Travel to London
and you might muse to yourself that at any corner—around Bloomsbury,
Clerkenwell, or Covent Garden—your footsteps and the footsteps of author
Charles Dickens could overlap. But don’t travel to London, spend the weekend
walking around Richmond, and the same might be true. On March 16, 1842 Charles
Dickens took a coach from Washington, D.C. to Richmond, the southernmost point
in his six-month tour of the United States. Dickens had just turned 30 and was
already internationally renowned. He planned to follow-up his novel Barnaby Rudge with an American
travelogue, published later that year as American
Notes for General Circulation.
After arriving
in Boston Dickens travelled to New York and from New York to Philadelphia,
where he had his first brush with Richmond via the city’s adopted-son, Edgar
Allan Poe. Poe, then 33 and an enormous admirer of Dickens’ work, sought him
out to discuss American poetry as well’s as Poe’s publishing prospects in
England. They had two long discussions at Dickens’ hotel, with Dickens
promising to raise Poe’s profile in England once he returned. (Dickens
eventually tried to do just that, but an anonymous review appeared in England
in 1844 with lukewarm remarks about Poe, and when Poe assumed the author to be
Dickens their relationship soured.)
Originally Dickens had intended
to travel as far south as Charleston, but considering the increasing heat decided
Richmond would be his first and last stop in the South, his one chance to view
the system he was equally curious about and horrified by, slavery. On the ride
from Washington Dickens observed, “In this district, as in all others where slavery sits brooding…there is
an air of ruin and decay abroad, which is inseparable from the system.” A map
of Dickens’ journey through the district between Washington and Richmond was included in the Richmond History Center’s RVA 50 exhibit, being one of 50 objects
exemplifying the history of Richmond.
Dickens arrived
at the Exchange hotel on 14th and Franklin, where a large dinner was held in
his honor. Over the next two days Dickens visited every part of Richmond that
interested him, and some parts that didn’t. He spent time at a tobacco factory
and crossed the James to visit a plantation. He was fascinated by the site of
the battle of Bloody Run (a marker for which now stands at 32nd
and Broad) but slightly bored by the sessions taking place at the state
capitol, where “orators
were drowsily holding forth to the hot noon day.”

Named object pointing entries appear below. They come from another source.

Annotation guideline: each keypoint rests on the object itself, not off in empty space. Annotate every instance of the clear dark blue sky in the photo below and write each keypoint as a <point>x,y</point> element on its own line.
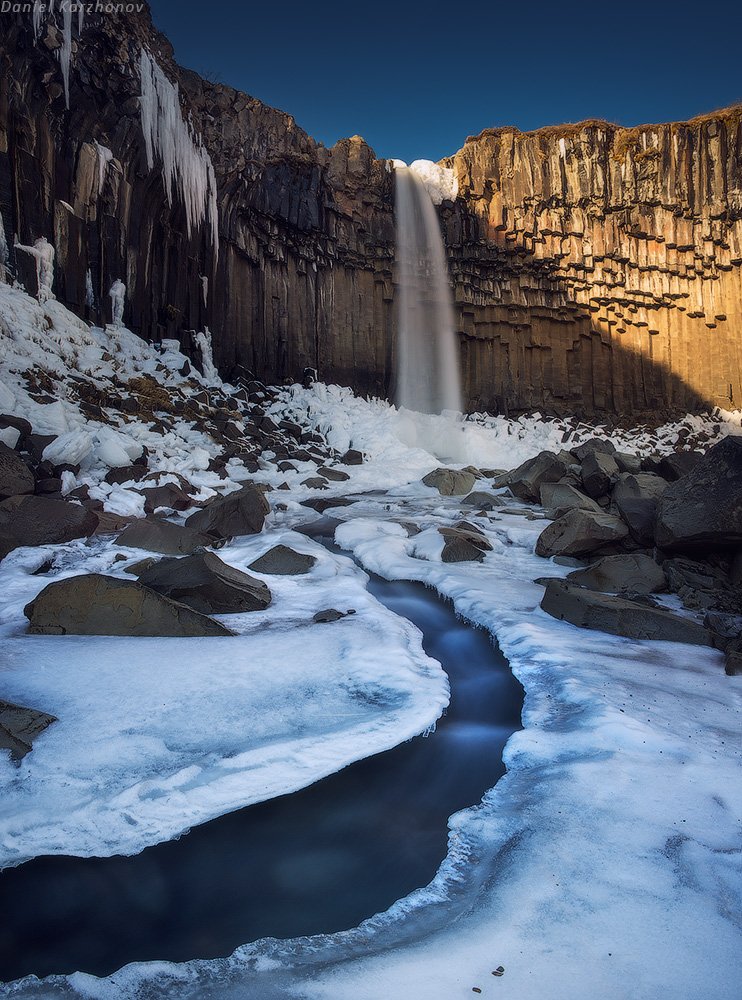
<point>415,79</point>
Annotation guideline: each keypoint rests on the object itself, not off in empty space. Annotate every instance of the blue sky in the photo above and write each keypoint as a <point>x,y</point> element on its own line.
<point>415,79</point>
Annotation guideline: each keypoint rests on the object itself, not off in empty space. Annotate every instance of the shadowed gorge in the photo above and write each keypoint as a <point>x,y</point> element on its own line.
<point>595,269</point>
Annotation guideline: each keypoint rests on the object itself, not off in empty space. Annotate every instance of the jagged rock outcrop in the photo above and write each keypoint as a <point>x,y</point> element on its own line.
<point>596,269</point>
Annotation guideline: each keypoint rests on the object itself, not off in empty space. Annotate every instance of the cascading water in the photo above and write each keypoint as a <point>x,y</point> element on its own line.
<point>427,358</point>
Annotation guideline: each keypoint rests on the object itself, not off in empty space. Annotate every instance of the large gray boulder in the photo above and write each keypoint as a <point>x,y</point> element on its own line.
<point>95,604</point>
<point>283,561</point>
<point>164,537</point>
<point>633,573</point>
<point>579,532</point>
<point>636,497</point>
<point>40,520</point>
<point>526,481</point>
<point>558,498</point>
<point>240,513</point>
<point>703,510</point>
<point>15,476</point>
<point>19,727</point>
<point>619,616</point>
<point>207,584</point>
<point>450,482</point>
<point>599,471</point>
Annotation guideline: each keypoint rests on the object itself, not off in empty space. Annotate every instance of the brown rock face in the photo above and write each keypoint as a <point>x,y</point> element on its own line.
<point>595,268</point>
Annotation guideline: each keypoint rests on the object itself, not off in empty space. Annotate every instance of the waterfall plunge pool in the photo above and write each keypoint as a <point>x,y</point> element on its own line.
<point>317,861</point>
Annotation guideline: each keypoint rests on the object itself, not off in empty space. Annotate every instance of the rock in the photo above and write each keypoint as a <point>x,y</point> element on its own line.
<point>41,520</point>
<point>240,513</point>
<point>526,481</point>
<point>16,478</point>
<point>619,616</point>
<point>207,584</point>
<point>636,497</point>
<point>19,727</point>
<point>336,475</point>
<point>283,561</point>
<point>450,482</point>
<point>675,466</point>
<point>164,537</point>
<point>94,604</point>
<point>599,471</point>
<point>594,446</point>
<point>578,532</point>
<point>483,501</point>
<point>558,498</point>
<point>703,510</point>
<point>622,574</point>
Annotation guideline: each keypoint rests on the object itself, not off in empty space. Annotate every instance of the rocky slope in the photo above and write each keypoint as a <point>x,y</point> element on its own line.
<point>596,269</point>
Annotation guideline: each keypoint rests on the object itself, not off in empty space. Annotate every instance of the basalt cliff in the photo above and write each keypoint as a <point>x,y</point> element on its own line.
<point>597,270</point>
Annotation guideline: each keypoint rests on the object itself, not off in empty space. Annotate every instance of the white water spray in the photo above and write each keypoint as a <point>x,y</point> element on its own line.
<point>427,357</point>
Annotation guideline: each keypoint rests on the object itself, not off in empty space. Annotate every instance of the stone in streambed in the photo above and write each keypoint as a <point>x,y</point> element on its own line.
<point>207,584</point>
<point>283,561</point>
<point>95,604</point>
<point>619,616</point>
<point>19,727</point>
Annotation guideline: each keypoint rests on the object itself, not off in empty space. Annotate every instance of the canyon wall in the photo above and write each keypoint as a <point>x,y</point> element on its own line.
<point>596,270</point>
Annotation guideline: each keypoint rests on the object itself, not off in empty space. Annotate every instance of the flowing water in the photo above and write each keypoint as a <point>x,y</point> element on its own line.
<point>427,361</point>
<point>316,861</point>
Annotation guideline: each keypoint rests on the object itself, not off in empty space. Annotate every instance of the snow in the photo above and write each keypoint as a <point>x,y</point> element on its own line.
<point>440,182</point>
<point>185,163</point>
<point>140,754</point>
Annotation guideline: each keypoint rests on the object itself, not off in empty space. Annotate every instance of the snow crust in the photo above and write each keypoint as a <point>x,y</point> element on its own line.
<point>186,166</point>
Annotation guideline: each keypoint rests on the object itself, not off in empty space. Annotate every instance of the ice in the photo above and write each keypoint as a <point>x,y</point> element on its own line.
<point>185,163</point>
<point>152,734</point>
<point>440,182</point>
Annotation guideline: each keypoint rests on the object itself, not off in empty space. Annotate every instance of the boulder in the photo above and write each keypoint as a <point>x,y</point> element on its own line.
<point>622,574</point>
<point>636,497</point>
<point>95,604</point>
<point>558,498</point>
<point>283,561</point>
<point>450,482</point>
<point>19,727</point>
<point>619,616</point>
<point>578,532</point>
<point>703,510</point>
<point>15,476</point>
<point>526,481</point>
<point>599,471</point>
<point>593,446</point>
<point>207,584</point>
<point>164,537</point>
<point>42,520</point>
<point>240,513</point>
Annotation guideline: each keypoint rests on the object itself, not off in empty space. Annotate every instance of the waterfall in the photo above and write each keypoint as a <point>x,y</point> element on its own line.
<point>427,352</point>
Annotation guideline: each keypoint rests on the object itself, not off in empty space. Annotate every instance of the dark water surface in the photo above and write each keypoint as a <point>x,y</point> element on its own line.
<point>316,861</point>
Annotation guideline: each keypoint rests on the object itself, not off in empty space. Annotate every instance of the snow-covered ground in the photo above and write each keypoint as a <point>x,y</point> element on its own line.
<point>606,863</point>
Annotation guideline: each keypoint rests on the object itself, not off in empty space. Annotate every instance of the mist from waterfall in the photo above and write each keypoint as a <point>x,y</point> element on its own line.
<point>427,356</point>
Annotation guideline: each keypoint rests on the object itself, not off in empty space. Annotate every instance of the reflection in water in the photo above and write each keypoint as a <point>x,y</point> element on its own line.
<point>319,860</point>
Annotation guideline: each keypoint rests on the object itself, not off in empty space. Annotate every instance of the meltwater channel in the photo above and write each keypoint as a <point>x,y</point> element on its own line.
<point>316,861</point>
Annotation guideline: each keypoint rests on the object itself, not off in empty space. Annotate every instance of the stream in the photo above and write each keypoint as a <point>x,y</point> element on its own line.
<point>316,861</point>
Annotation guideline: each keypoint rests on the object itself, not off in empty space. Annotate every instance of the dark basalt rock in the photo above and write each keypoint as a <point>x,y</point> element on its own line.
<point>104,605</point>
<point>619,616</point>
<point>207,584</point>
<point>19,727</point>
<point>283,561</point>
<point>42,520</point>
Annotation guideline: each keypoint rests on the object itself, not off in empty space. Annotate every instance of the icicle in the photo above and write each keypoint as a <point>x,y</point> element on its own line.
<point>4,255</point>
<point>185,162</point>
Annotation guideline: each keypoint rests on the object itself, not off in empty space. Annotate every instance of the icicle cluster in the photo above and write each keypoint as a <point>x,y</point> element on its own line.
<point>185,163</point>
<point>43,9</point>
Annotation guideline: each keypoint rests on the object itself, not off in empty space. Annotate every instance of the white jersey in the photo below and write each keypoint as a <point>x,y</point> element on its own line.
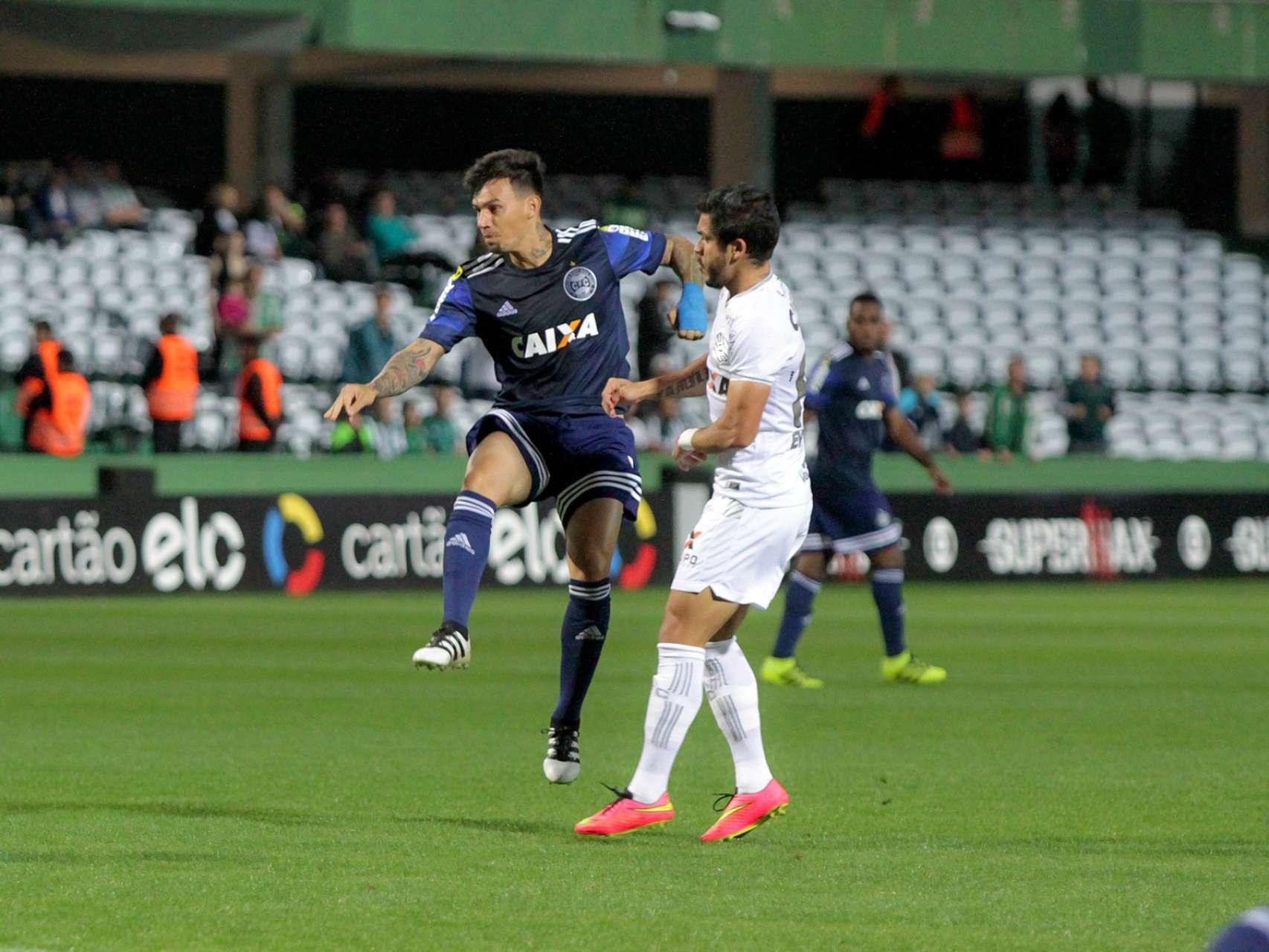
<point>756,338</point>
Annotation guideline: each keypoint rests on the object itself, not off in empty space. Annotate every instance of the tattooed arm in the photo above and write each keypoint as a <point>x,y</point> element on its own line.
<point>690,381</point>
<point>681,255</point>
<point>405,368</point>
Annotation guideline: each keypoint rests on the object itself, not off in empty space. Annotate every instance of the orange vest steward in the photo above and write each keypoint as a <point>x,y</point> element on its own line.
<point>251,427</point>
<point>32,389</point>
<point>172,396</point>
<point>61,432</point>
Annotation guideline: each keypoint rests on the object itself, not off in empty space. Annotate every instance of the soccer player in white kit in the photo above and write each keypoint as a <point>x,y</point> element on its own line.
<point>754,524</point>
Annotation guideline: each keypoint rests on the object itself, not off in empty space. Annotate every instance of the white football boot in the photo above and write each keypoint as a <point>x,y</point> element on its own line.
<point>449,649</point>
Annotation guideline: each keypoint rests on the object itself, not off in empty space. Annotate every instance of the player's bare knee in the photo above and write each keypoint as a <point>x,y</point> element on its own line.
<point>591,564</point>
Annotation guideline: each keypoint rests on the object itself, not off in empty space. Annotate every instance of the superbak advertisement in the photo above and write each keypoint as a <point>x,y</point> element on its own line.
<point>1085,537</point>
<point>289,544</point>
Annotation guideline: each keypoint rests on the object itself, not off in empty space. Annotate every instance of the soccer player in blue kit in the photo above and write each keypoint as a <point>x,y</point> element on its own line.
<point>546,305</point>
<point>852,393</point>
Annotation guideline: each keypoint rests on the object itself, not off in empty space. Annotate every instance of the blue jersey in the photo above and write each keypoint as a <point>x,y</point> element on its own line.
<point>557,332</point>
<point>850,393</point>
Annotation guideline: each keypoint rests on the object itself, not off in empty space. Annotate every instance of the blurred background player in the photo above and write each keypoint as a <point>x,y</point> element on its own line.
<point>547,307</point>
<point>170,381</point>
<point>853,399</point>
<point>259,390</point>
<point>756,518</point>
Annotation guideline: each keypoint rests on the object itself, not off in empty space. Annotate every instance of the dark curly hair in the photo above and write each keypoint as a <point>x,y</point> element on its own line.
<point>522,168</point>
<point>742,212</point>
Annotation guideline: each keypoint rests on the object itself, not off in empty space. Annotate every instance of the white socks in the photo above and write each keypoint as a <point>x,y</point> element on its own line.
<point>672,706</point>
<point>727,679</point>
<point>733,692</point>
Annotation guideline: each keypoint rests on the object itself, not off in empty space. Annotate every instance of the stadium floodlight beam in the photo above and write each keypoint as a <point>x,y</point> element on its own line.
<point>693,21</point>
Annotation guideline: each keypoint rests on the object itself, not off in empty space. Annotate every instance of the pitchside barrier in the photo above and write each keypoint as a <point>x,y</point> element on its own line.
<point>129,540</point>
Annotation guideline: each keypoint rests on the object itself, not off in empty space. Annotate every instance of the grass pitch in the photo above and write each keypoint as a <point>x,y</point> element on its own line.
<point>253,772</point>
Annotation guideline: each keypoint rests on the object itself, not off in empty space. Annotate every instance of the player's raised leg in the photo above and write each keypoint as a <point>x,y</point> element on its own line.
<point>690,621</point>
<point>733,692</point>
<point>591,538</point>
<point>496,475</point>
<point>900,664</point>
<point>803,584</point>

Early on Sunday Dickens left Richmond with a
decidedly mixed opinion of the city. The natural beauty of the landscape
impressed him, but it was a landscape stained by slavery. “The same decay and
gloom that overhang the way by which it is approached, hover above the town of
Richmond,” he wrote. “There are pretty villas and cheerful houses in its
streets, and Nature smiles upon the country round; but jostling its handsome
residences, like slavery itself going hand in hand with many lofty virtues, are
deplorable tenements, fences unrepaired, walls crumbling into ruinous heaps.”